Blue Pied: Blue and white can be more white or more blue patterns. Light eyes and very unique pattern from one French Bulldog to the next. Usually healthy coat 95% of the time. Not susceptible to unhealthy coat issues like the blue brindle or blue solid.
Chocolate/Liver: Brown dog with yellow eyes that glow red. Can be brindle in pattern or mostly solid. This coat is normally a thick coat with a nice shiny texture and can remain healthy throughout the Frenchies life.
Cream/Platinum: Light cream but not white, off white or sort of silver looking, coat normally is coarser, not soft as the Basic colors or blues, has a thin or thick coat and texture is normally coarse. Eyes can be various from brown to blue.
Blue/Tan: Blue with tan points on legs, eyebrows, chest. Eye color same as the blue. The more tan points the more value this color represents.
Black/Tan: Black with tan points on the legs, eyebrows, chest. Eye color black or brown. The more tan points the more value this color represents.
Lilac: Light blue or green eyes, glows red, color can look light fawn to blue. Can be pied, brindle or even tan pointed. Gorgeous color, coat seems to be good and soft 90% of the time. I believe it’s the chocolate double gene in the color that creates the better coat.
FYI: This is my breeding experience and may not be the same outcome for another breeder.

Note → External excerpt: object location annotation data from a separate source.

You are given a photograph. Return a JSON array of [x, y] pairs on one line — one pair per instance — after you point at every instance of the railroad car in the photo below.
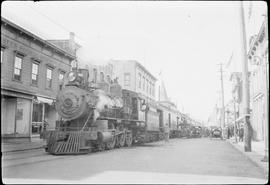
[[99, 116]]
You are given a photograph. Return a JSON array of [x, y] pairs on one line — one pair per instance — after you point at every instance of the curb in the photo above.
[[249, 157], [20, 150]]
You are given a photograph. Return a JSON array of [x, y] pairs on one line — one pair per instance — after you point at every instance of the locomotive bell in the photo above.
[[71, 103]]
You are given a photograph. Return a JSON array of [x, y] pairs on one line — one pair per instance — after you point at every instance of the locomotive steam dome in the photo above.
[[72, 103]]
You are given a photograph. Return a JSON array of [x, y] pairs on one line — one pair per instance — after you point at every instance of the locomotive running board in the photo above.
[[68, 145]]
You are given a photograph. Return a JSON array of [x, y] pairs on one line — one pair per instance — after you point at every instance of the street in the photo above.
[[178, 161]]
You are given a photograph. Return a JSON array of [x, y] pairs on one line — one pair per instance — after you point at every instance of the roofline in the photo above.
[[139, 64], [63, 40], [257, 37], [37, 38]]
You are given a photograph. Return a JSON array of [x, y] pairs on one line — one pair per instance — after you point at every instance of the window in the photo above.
[[34, 73], [95, 75], [147, 83], [2, 54], [126, 79], [49, 78], [108, 79], [143, 83], [18, 67], [61, 79], [150, 87], [153, 90], [140, 79], [101, 76]]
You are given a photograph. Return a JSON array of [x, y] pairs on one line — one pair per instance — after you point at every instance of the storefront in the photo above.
[[16, 114], [25, 115]]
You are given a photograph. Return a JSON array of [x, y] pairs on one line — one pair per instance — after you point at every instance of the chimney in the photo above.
[[72, 41]]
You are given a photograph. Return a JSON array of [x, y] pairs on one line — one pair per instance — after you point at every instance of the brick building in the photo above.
[[258, 58], [135, 77], [32, 72]]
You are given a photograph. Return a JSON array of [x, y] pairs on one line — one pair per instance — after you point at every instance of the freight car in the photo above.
[[100, 116]]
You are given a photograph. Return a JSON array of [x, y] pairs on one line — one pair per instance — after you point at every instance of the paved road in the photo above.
[[179, 161]]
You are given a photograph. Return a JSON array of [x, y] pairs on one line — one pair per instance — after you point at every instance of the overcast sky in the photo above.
[[184, 40]]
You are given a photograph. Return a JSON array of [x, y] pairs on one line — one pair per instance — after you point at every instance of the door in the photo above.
[[160, 118], [22, 117]]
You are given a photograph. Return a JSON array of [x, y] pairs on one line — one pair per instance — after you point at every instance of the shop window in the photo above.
[[18, 67], [61, 80], [34, 73], [126, 79], [49, 78]]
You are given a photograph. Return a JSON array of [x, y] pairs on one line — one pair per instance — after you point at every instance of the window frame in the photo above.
[[20, 56], [61, 81], [37, 75], [127, 82], [108, 78], [94, 75], [47, 86], [140, 79], [102, 76], [2, 53], [143, 83]]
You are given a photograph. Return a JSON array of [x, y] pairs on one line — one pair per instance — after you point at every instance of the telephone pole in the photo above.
[[245, 80], [222, 97]]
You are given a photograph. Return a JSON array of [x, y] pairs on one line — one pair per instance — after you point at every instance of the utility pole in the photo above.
[[266, 91], [222, 98], [245, 80]]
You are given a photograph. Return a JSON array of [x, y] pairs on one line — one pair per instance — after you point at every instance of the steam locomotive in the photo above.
[[99, 116]]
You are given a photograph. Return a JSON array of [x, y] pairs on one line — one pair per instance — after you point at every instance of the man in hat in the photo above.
[[167, 132]]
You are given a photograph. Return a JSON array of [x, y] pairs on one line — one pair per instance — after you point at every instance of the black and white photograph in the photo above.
[[134, 92]]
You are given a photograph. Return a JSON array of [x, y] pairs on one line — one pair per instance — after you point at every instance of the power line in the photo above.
[[55, 22]]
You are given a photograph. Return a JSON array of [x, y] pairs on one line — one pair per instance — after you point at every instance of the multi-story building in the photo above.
[[32, 71], [258, 57], [135, 77]]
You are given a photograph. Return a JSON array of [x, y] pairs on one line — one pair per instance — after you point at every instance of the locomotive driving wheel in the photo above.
[[128, 139], [101, 146], [121, 140]]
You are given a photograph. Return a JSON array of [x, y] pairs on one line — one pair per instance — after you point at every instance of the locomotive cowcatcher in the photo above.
[[98, 116]]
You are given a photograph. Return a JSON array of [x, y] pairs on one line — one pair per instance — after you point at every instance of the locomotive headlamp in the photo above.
[[72, 76]]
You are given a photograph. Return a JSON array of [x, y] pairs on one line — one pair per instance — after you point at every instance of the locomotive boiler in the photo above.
[[88, 117], [99, 116]]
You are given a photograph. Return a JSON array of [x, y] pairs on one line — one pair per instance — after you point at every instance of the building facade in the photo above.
[[258, 58], [135, 77], [32, 72]]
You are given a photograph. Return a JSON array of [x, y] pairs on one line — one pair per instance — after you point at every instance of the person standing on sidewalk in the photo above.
[[167, 132], [241, 133]]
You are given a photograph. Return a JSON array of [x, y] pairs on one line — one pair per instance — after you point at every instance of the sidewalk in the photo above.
[[256, 155], [21, 144]]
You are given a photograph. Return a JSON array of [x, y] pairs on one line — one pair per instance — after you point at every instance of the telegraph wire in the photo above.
[[55, 22]]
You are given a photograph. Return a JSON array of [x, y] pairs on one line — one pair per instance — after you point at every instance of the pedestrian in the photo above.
[[167, 132], [241, 133]]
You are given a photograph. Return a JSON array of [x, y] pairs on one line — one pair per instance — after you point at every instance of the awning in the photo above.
[[241, 118], [45, 100]]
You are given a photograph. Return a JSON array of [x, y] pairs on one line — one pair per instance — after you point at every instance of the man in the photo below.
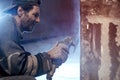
[[14, 60]]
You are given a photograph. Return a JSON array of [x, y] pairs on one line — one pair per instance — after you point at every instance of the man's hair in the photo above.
[[26, 5]]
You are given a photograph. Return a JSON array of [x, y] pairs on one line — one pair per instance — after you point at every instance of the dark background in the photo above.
[[59, 18]]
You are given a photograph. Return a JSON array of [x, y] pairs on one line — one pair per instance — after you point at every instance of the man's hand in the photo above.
[[59, 53]]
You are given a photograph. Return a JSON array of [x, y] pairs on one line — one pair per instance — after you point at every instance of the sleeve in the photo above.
[[27, 64]]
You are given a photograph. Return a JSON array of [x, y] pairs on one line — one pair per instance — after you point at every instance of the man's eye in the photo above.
[[36, 15]]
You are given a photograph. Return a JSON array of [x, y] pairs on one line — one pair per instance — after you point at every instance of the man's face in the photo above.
[[29, 19]]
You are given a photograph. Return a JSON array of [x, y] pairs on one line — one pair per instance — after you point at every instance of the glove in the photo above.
[[59, 53]]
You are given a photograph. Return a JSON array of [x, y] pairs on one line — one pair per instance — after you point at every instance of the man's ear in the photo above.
[[20, 11]]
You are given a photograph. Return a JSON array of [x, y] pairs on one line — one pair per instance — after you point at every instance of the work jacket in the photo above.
[[14, 60]]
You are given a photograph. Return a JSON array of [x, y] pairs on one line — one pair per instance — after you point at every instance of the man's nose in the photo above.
[[38, 20]]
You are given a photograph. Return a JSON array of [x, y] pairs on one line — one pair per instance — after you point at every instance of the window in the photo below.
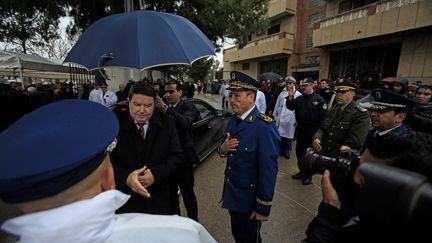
[[312, 60], [309, 43], [314, 18], [275, 28], [315, 3], [344, 6]]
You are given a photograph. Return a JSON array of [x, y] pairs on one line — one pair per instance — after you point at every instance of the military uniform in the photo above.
[[385, 100], [250, 174], [343, 125]]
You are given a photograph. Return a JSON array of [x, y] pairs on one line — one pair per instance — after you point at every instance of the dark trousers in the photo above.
[[244, 229], [304, 141], [285, 146], [184, 179], [224, 102]]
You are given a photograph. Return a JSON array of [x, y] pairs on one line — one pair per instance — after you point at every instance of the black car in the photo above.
[[207, 132]]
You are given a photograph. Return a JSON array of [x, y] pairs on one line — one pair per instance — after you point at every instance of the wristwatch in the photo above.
[[164, 107]]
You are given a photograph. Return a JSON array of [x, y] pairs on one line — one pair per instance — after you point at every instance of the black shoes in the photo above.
[[307, 180], [297, 176]]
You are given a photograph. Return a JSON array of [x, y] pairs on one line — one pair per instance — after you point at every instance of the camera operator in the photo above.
[[409, 151], [388, 113]]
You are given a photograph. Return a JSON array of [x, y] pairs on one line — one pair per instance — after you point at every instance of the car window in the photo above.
[[203, 110]]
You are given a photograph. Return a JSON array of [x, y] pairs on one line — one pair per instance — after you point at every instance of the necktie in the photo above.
[[141, 129], [238, 120]]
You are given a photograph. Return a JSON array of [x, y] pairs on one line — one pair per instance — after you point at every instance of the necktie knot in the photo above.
[[238, 121], [141, 129]]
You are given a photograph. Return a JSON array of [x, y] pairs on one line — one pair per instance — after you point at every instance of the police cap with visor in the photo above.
[[53, 148]]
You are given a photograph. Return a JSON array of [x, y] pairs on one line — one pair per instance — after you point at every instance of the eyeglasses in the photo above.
[[422, 93], [341, 91]]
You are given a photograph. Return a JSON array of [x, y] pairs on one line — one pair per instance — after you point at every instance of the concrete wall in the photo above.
[[415, 61]]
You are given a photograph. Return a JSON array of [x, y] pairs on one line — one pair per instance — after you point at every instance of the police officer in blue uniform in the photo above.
[[252, 149], [388, 113]]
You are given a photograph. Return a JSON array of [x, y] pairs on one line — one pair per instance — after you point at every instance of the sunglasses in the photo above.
[[425, 94], [341, 91]]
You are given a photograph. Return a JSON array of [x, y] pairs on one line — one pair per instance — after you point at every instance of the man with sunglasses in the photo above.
[[345, 125], [388, 113], [184, 114]]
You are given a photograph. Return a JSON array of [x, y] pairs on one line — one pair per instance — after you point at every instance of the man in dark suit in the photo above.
[[184, 114], [147, 153], [252, 149], [388, 113]]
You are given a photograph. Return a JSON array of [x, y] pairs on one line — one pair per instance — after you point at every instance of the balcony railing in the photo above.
[[365, 11]]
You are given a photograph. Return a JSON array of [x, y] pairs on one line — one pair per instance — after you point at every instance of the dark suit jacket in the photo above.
[[184, 114], [349, 128], [161, 152]]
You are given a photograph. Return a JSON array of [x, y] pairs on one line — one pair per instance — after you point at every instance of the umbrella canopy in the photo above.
[[140, 40], [270, 76], [389, 79]]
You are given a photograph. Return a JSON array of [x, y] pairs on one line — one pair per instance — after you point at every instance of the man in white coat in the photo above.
[[69, 195], [260, 102], [96, 94], [285, 118], [109, 98]]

Basic Czar Colors: AKC Standard
Brindle/Black: Best coat overall, softer and very healthy coat. This dog is the best for healthy coat and great to add to your breeding program. Eye color brown or black.
Fawn: Overall coat good, soft and typically very healthy coat color. Can be red, gold or beige with black mask. Eye color brown or black.

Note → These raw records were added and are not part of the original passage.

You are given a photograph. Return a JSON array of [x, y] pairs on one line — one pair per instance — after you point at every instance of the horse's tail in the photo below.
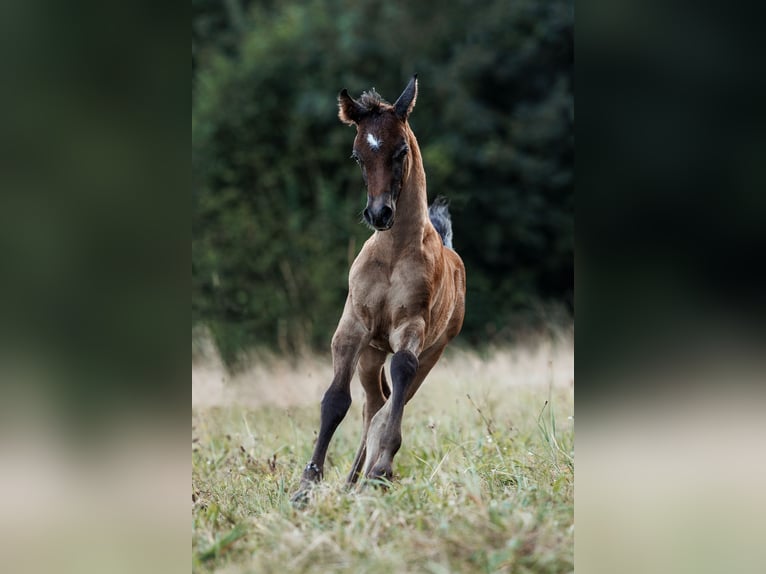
[[438, 213]]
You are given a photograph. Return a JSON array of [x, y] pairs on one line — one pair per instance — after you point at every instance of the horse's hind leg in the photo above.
[[373, 379], [385, 434]]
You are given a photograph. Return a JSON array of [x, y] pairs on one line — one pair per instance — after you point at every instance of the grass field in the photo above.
[[484, 481]]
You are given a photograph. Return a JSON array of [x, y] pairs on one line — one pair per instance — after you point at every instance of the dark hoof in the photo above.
[[380, 476], [311, 476], [301, 497]]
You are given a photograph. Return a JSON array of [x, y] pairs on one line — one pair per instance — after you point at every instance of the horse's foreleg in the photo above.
[[385, 434], [346, 345], [373, 379]]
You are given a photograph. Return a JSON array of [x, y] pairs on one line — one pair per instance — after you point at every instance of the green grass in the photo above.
[[483, 482]]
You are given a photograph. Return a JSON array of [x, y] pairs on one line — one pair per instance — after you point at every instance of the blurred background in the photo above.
[[277, 201]]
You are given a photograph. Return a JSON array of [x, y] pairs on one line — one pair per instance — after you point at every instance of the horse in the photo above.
[[406, 289]]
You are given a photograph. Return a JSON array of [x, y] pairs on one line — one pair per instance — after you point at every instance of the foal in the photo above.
[[406, 288]]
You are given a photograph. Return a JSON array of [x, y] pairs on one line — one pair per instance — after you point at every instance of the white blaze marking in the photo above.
[[373, 141]]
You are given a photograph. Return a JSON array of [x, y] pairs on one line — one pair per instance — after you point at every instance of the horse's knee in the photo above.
[[404, 365], [335, 405]]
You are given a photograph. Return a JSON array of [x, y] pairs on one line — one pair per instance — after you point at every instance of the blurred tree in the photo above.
[[276, 201]]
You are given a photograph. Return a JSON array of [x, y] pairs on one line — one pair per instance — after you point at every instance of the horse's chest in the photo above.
[[386, 301]]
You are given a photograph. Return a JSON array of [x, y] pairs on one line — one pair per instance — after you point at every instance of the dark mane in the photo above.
[[371, 101]]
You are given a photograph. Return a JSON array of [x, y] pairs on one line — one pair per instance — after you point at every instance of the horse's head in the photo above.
[[381, 148]]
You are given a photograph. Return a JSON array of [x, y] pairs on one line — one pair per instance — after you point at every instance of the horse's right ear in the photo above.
[[349, 110]]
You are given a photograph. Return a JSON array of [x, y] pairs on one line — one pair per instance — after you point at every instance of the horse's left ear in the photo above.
[[406, 102], [349, 110]]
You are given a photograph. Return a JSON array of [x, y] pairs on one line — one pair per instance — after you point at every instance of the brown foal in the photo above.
[[406, 288]]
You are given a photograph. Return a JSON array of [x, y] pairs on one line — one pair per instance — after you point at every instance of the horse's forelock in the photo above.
[[371, 101]]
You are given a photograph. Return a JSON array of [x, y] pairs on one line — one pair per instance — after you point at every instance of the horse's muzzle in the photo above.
[[381, 218]]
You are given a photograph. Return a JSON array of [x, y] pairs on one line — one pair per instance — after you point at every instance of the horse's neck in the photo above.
[[412, 205]]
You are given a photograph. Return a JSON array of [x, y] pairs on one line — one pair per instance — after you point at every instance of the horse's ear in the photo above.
[[349, 110], [406, 102]]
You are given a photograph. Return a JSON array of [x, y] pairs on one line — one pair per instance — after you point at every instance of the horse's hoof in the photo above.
[[301, 497], [381, 476]]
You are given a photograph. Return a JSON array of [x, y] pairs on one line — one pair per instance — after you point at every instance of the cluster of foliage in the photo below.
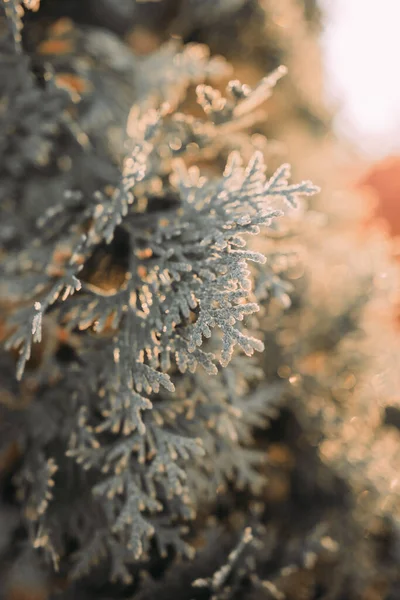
[[143, 454]]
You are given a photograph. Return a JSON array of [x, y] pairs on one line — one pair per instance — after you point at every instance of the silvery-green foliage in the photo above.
[[132, 435]]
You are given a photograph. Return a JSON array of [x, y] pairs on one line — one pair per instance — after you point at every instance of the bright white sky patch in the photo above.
[[361, 45]]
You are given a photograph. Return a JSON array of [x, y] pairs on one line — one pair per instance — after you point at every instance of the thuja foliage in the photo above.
[[200, 385]]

Fawn/white: Pied very good overall coat, can be the coat that sheds the most. Mostly easier to keep clean than one should expect. Eyes can be variations to light brown to black. Tear stains more common also.
Black /white: Coarse coat, shiny coat, soft coat. Variations are one side of the spectrum to the other. Eye color normally dark.
Coat condition is based on Czar lines and could be slightly different from other breeders.